What struck me most were the small openings, the brief moments where both characters let the mask slip before catching themselves and pulling it back up. Those flashes of real feeling, gone almost as soon as they arrive, are where the play does its most affecting work. Bobby Heaney's direction gives these moments room to breathe without ever letting the pace sag for long, which is no small feat in a two-hander confined to a single room.
An intimate room for an intimate story
The Studio Theatre at Montecasino is the right home for this particular story. It is a small, close space, and that closeness does real work here. You are near enough to catch the flicker of doubt crossing a face, near enough that the silences between the dialogue start to carry as much weight as the words themselves. On the night I attended, there was a cluster of young audience members, drama students by the look of them, and I found myself watching their reactions almost as much as the stage. They leaned in for every turn, and when the twist finally landed, the gasp that went round the room was the real thing, not the polite kind you sometimes get from an audience being dutiful. That is a good sign for any piece of theatre, and a particularly good sign for one built almost entirely on the strength of its final reveal.
At seventy minutes with no interval, this is theatre that respects your evening. There is nothing padded about it, nothing here that outstays its welcome. On a cold Johannesburg night, there is something to be said for a play that says what it needs to say and then lets you back out into the world to think about it, rather than one that demands three hours of your patience. Slabolepszy has never been a writer who confuses length with depth, and this play is a tidy demonstration of that instinct at work.

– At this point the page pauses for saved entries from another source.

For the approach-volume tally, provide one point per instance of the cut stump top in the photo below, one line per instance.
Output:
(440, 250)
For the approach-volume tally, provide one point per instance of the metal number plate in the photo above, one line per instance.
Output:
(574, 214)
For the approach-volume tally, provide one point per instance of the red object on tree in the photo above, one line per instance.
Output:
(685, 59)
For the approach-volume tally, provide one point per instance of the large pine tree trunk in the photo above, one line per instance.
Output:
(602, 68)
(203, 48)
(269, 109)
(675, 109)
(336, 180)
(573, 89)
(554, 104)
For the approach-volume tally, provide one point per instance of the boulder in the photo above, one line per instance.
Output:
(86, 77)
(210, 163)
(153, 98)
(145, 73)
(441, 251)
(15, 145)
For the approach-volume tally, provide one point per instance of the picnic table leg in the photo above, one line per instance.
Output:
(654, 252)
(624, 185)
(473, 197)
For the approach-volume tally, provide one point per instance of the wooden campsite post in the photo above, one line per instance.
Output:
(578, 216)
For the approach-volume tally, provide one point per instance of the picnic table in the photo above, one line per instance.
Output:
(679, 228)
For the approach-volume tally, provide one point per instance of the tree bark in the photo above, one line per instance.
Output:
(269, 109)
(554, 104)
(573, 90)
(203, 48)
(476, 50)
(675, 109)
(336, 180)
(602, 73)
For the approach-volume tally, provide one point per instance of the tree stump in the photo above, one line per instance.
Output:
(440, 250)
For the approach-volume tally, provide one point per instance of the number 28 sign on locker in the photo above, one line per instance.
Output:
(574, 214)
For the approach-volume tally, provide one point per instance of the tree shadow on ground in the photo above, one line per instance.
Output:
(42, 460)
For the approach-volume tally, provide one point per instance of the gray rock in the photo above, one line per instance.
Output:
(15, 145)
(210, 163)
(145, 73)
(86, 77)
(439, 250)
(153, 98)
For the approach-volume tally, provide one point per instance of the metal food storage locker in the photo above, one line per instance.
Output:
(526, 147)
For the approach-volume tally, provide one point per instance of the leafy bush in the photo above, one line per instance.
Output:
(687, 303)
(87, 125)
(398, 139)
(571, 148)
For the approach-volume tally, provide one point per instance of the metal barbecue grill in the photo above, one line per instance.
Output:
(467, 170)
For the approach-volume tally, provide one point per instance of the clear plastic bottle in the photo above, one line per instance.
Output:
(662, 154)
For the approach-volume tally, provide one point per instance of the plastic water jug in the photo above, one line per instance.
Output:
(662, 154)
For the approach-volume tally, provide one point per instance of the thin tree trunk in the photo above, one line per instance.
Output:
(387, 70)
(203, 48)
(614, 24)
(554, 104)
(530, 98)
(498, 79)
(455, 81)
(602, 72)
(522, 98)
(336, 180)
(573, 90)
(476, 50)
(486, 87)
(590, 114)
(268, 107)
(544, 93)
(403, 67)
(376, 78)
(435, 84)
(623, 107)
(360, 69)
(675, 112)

Underneath the intrigue and the late-night setting, Midnight in Parys is really asking one question: what will we do, what will we sacrifice, for the people we love. It is not a comfortable question, and the play does not offer a comfortable answer. There is something both moving and unsettling in watching two people arrive at the outer edge of that question together, in a diner that could be anywhere, on a night that could be any night. It stayed with me long after the lights came up, which is about the best thing I can say of any short, sharp piece of theatre.
If you are after an undemanding night out, this may not be it. But if you want seventy minutes that will sit with you well after you have left the car park, Slabolepszy and Amato, guided by Heaney's steady hand, have built something worth your time.
Midnight in Parys runs at Pieter Toerien's Montecasino Studio Theatre until the 2nd of August 2026.